To help offset concern about the privatization on campus and in Lexington, UK's proposal required creation of the food institute and more purchases of local food products — $2 million this year.
Aramark — which employs 270,000 people in 22 countries — has been trying to use more locally sourced food for the past several years, said CEO Eric Foss, who attended the UK announcement Tuesday.
"This is the next phase," he said at the following reception, as student waiters passed seared-tuna hors d'oeuvres to guests.
Aramark's contract will help Kentucky farmers, Foss said, and it could influence the company's operations on campuses elsewhere.
Kentucky Agriculture Commissioner James Comer, who has made local food production a priority to be included in his gubernatorial campaign, said he hopes the new institute can influence Lexington the same way local-food efforts have influenced Louisville's dynamic restaurant scene.
"We need to get that infrastructure developed in Lexington," he said.
In addition, UK's contract with Aramark could significantly change local food production.
"Farmers aren't going to take a chance on growing fruits and vegetables without a significant contract in place," Comer said.

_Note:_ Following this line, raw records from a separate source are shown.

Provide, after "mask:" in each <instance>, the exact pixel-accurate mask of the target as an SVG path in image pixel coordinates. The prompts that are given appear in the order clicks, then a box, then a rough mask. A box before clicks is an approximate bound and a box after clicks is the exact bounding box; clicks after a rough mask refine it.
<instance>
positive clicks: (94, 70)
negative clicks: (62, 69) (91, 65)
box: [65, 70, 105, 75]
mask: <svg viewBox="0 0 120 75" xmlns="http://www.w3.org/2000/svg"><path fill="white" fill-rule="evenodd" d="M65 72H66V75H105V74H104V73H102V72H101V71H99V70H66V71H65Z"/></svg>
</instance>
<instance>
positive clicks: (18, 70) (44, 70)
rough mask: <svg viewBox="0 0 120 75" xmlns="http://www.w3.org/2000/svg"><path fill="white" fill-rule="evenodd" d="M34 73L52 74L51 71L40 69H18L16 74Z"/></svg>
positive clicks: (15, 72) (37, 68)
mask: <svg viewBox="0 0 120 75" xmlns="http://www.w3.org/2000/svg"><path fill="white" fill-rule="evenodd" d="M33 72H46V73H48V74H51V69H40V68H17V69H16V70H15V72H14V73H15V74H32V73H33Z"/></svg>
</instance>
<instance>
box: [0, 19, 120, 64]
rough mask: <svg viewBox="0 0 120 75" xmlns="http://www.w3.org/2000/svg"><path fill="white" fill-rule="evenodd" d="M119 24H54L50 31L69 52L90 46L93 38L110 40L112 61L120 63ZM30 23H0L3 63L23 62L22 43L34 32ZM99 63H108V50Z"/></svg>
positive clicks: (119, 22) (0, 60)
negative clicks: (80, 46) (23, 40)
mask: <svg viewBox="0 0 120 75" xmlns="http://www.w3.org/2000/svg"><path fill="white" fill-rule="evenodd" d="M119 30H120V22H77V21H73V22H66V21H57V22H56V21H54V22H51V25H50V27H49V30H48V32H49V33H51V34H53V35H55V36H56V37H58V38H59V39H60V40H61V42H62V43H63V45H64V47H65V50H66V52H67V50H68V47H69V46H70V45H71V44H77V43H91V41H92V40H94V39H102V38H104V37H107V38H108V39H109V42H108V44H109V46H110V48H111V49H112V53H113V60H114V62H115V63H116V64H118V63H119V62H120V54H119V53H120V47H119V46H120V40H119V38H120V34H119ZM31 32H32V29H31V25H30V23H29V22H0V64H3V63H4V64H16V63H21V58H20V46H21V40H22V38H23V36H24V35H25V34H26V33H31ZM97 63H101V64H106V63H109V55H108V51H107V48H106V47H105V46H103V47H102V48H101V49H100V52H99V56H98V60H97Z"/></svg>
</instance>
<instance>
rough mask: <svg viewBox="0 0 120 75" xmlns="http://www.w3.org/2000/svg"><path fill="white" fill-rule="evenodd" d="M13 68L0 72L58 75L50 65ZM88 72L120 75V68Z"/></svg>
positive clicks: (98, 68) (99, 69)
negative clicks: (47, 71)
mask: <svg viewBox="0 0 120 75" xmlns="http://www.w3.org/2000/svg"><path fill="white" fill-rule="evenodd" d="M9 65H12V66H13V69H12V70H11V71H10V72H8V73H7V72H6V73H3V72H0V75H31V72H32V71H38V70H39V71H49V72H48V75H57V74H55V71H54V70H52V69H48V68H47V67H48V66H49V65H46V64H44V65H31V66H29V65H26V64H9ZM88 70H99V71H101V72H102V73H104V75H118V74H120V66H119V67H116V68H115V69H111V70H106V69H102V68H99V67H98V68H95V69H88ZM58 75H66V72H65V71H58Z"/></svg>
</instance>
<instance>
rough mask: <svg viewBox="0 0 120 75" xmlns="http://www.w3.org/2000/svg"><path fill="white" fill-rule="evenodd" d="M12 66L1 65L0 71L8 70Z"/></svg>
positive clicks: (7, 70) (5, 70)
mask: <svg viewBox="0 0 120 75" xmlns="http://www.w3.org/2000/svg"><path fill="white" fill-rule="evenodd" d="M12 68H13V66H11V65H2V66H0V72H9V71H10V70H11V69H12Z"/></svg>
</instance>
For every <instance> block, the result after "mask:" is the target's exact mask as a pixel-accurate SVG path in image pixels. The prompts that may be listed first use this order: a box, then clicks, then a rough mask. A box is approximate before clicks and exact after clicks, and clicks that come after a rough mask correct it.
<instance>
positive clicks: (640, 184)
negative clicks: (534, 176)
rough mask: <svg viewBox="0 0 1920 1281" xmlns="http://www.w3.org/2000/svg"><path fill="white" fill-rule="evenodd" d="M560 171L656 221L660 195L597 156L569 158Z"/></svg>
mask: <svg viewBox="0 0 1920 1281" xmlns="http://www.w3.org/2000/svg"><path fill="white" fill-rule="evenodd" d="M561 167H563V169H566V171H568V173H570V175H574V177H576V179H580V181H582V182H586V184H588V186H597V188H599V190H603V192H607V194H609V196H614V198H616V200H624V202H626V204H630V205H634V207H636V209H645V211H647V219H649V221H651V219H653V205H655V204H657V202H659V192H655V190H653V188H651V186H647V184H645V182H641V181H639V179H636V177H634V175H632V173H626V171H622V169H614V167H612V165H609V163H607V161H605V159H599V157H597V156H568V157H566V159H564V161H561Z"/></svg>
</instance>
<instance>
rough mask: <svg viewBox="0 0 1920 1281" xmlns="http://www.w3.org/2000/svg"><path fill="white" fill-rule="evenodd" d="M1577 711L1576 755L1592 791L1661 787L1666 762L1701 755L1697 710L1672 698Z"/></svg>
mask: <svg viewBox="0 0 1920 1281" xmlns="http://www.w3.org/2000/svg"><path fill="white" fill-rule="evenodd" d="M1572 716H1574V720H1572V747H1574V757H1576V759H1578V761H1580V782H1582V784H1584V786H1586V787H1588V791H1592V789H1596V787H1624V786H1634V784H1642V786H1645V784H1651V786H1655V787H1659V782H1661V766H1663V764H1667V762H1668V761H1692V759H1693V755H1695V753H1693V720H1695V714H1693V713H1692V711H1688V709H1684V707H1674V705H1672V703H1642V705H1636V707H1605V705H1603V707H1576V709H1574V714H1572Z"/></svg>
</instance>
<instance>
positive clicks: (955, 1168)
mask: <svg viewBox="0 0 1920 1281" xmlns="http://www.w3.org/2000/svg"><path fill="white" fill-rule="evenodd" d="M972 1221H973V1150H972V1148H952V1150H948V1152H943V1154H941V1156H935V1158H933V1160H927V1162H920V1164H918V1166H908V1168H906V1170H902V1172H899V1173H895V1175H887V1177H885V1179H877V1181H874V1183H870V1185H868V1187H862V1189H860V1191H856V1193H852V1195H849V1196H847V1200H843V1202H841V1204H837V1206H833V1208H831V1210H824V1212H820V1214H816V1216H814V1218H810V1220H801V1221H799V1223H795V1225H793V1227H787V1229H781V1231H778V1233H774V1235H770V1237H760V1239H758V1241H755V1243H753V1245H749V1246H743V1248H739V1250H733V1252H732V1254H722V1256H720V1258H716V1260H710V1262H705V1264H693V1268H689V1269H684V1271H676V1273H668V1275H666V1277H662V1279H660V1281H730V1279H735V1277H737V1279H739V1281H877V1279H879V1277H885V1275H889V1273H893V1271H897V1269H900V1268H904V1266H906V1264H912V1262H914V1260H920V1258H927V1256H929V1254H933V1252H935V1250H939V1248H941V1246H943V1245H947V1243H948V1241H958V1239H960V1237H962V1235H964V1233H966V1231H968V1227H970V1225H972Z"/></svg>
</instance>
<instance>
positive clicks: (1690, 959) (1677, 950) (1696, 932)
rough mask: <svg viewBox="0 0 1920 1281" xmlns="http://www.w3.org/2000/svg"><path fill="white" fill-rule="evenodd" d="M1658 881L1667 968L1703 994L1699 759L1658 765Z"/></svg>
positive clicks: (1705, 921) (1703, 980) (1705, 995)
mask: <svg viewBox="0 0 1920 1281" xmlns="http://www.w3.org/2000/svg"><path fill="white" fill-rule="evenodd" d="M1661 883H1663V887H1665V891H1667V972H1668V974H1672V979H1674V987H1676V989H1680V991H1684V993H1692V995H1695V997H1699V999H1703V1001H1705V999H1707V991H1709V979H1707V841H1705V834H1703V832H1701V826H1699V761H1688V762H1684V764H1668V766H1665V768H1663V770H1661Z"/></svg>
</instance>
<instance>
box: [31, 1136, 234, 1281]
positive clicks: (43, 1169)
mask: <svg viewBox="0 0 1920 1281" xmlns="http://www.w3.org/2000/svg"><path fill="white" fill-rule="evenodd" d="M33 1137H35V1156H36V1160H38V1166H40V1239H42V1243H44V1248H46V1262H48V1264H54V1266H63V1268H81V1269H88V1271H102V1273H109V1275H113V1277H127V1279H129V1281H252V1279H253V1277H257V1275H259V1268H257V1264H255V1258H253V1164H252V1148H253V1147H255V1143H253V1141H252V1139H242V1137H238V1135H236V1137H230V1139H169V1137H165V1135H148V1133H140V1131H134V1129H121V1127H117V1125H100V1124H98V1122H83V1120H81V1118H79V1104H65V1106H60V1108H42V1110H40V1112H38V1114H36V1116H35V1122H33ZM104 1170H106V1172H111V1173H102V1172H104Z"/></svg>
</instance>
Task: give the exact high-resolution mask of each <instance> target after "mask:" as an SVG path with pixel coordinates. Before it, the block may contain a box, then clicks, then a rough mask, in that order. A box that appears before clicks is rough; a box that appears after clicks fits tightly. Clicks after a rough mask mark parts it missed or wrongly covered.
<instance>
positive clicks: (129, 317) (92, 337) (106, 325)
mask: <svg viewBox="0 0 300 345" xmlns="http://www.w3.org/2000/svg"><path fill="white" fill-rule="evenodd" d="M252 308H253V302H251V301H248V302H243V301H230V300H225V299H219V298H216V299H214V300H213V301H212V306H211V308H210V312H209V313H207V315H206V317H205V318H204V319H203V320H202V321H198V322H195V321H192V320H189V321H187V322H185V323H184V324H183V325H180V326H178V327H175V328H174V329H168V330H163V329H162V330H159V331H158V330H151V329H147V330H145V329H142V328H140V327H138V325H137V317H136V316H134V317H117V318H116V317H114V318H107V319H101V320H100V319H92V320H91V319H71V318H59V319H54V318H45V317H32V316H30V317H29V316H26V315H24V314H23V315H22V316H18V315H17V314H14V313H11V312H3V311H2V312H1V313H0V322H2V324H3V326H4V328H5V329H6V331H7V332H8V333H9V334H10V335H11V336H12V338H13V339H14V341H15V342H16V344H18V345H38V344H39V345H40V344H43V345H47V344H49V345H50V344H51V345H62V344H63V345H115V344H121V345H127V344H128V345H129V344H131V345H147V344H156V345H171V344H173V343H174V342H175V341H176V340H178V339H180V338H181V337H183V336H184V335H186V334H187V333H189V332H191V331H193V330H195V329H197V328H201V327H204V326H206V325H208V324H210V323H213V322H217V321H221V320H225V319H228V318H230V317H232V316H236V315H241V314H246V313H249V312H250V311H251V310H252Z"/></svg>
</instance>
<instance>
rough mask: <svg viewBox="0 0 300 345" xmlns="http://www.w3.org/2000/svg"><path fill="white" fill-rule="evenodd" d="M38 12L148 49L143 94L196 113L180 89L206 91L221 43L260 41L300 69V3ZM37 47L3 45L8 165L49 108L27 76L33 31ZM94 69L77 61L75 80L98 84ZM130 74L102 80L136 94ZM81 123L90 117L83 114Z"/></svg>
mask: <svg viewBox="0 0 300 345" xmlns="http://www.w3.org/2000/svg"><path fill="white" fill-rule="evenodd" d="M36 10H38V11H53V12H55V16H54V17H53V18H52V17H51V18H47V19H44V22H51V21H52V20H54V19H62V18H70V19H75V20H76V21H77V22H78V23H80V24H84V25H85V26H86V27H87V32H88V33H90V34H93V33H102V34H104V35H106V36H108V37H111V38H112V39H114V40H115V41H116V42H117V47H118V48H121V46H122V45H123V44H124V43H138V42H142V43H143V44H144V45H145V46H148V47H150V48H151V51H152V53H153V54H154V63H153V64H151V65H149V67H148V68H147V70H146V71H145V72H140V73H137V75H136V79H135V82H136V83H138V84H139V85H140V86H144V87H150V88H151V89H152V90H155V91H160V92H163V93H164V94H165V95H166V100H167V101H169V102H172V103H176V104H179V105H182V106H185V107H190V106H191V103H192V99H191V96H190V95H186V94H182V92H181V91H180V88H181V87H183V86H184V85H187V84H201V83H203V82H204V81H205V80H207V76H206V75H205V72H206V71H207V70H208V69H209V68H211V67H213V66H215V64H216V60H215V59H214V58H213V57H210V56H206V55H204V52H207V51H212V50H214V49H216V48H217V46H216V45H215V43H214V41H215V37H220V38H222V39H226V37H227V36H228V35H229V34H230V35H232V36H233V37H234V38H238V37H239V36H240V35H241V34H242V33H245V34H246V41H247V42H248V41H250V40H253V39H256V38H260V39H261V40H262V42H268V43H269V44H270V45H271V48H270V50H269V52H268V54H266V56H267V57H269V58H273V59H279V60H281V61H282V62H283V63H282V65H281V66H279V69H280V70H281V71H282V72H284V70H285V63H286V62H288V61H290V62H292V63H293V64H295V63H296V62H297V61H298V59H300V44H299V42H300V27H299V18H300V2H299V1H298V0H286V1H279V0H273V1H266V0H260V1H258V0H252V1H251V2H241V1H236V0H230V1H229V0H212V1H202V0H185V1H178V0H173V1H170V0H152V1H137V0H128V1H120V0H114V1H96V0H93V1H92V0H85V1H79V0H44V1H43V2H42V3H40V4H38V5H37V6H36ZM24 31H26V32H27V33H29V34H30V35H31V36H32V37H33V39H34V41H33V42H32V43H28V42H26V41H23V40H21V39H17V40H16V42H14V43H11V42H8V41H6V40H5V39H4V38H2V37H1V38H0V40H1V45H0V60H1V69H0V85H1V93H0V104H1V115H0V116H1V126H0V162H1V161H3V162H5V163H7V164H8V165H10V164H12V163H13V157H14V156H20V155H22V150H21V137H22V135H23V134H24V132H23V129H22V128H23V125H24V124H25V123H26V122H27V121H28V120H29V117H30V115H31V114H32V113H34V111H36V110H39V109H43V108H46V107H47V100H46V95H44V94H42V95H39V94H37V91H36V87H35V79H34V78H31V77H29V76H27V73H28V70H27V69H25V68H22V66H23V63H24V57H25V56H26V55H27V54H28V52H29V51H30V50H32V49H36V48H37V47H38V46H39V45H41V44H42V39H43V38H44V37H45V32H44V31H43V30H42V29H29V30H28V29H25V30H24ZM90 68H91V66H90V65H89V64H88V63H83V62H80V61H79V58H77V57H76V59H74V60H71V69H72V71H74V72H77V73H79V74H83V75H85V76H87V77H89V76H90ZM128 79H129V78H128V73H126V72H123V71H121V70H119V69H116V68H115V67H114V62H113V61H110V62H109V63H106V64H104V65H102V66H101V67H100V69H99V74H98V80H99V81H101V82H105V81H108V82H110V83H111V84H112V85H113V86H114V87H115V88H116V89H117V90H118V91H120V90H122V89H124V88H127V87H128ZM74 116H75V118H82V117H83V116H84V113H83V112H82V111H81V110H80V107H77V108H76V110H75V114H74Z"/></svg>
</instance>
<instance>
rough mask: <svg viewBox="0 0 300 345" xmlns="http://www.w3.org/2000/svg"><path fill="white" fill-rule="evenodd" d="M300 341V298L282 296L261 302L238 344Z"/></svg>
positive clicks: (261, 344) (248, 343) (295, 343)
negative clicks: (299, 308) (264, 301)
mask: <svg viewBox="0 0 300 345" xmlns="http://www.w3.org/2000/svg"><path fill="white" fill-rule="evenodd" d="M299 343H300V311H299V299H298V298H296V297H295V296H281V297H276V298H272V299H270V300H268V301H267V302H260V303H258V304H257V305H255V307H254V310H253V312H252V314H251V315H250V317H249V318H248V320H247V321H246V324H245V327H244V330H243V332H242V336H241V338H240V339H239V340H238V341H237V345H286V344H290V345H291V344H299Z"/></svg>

Work at the institute will include research on food safety issues, new product development and various other projects, said Smith, the interim director.
"Kentucky has a unique economic development trajectory that has made local food more prominent," he said. "I see this as an opportunity to expand beyond this scale."
Another area for study is better infrastructure and integration of local agriculture, getting more local farmers connected to restaurants, groceries and schools.
Lexington recently hired its first local-food coordinator, Ashton Potter Wright, who also attended Tuesday's event.
"I think the local food movement is catching everyone's attention," Wright said. "Bigger players are feeling the demand from their customers."